Über ein aktuelles Videointerview mit dem Verschwörungsideologen Sucharit Bhakdi und seine antisemitischen Aussagen wird zurzeit viel diskutiert. Wir klären über die wichtigsten Aussagen und ihren antisemitischen Gehalt auf:

Bhakdi betreibt NS-Relativierung und Täter-Opfer-Umkehr: jüdische Überlebende des Holocaust, die nach Israel flüchteten, hätten in Deutschland das "Erzböse" erfahren. Ihr eigenes Land Israel hätten sie aber in etwas "verwandelt", was "noch schlimmer" sei.

Was Bhakdi damit meint: Israel habe, wie "andere Länder", einen "Impfzwang" eingeführt. Weiter: "Das ist das Schlimme an den Juden: sie lernen gut. (...) Aber sie haben das Böse jetzt gelernt und umgesetzt. Und deswegen ist Israel jetzt 'living hell', die lebende Hölle".


Mehrere Aspekte an diesen Aussagen sind antisemitisch. Dass Bhakdi in seiner "Kritik" an Coronaimpfungen nur explizit auf Israel rekurriert, obwohl er auch "andere Länder" hätte nennen und thematisieren können, ist ein Fall von Doppelstandards.
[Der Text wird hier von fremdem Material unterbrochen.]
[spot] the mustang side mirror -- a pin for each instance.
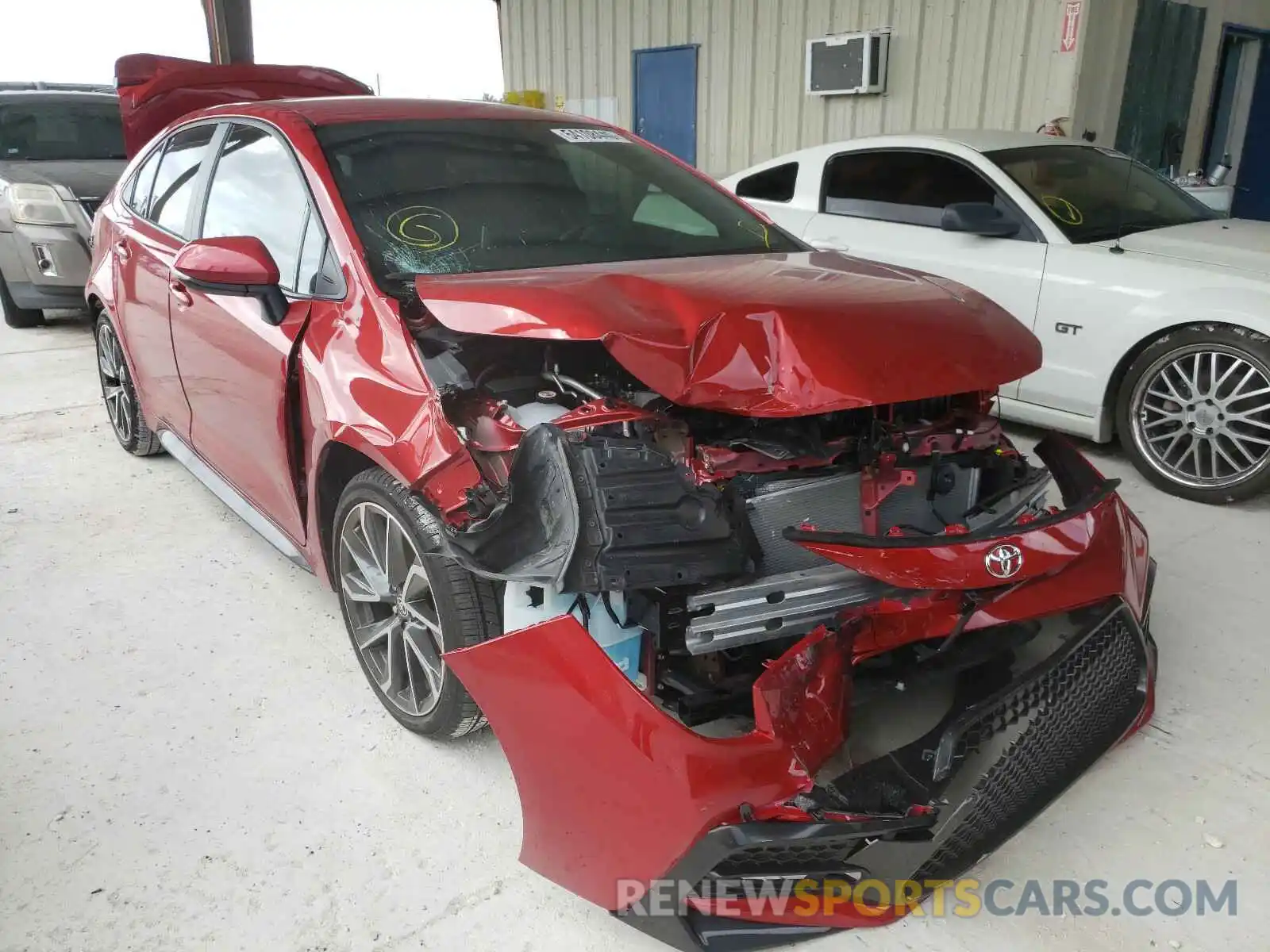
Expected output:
(978, 219)
(241, 267)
Die Höllen-Metapher in Bezug auf Israel greift das jahrtausende alte Stereotyp des Gottesmordes auf: Seit der Kreuzigung Jesus gelten jüdische Menschen als “Teufel”, sie wurden für den Tod des Sohnes Gottes verantwortlich gemacht.

Zentral ist weiterhin der Aspekt der Täter-Opfer-Umkehr - ein weit verbreitetes Ideologem des Sekundären oder Post-Shoa-Antisemitismus. Hier wird jüdischen Überlebenden des Holocaust unterstellt, "von Opfern zu Tätern" geworden zu sein.


Diese Aussagen werden hier kombiniert mit einer expliziten Relativierung der NS-Judenvernichtung: Israel führe eine Politik, die "schlimmer" sei als die der Nazis. Dadurch wird der NS-Antisemitismus "weniger schlimm" als "Impfungen" abgewertet.


Bhakdis Aussagen kulminieren in dem jahrhundertealten Stereotyp, dass jüdische Menschen besonders intelligent seien, was "schlimm" sei. Laut Bhakdi hätten sie im NS das "Erzböse" "erlernt" und in ihrem "eigenen Land" übertroffen - wie gesagt: Täter-Opfer-Umkehr.

Weiterhin setzt Bhakdi das Judentum mit dem Staat Israel gleich und macht damit jüdische Menschen kollektiv für das Verhalten des Staates Israels verantwortlich. Auch dies ist ein Beispiel für Antisemitismus.


Bhakdi ist seit Beginn der Coronapandemie ein wichtiger Akteur für die Coronaproteste und er hat an mehreren pseudowissenschaftlichen verschwörungsideologischen Publikationen mitgewirkt. Es ist empörend, aber kaum überraschend, dass eine zentrale Figur des corona-verschwörungsideologischen Spektrums derartige antisemitische Aussagen tätigt: schließlich kann der moderne Antisemitismus als eine Art prototypische Verschwörungsideologie betrachtet werden.

Bhakdis Aussagen könnten in mehreren Fällen den Straftatbestand der Volksverhetzung erfüllen. Mehrere Anzeigen sind bereits gestellt worden u.a. durch die Werteinitiative. Für weitere Informationen über Antisemitismus und wie man ihn erkennt verweisen wir auf die Arbeitsdefinition Antisemitismus der IHRA.

PS: Die Partei “Die Basis”, für die Bhakdi für den Bundestag kandidiert, spricht von “Framing”, “bösartiger Unterstellung” und “Diffamierung”. Erneut scheint der “Antisemitismusvorwurf” schlimmer zu sein als das Aufzeigen und Kritisieren von Antisemitismus.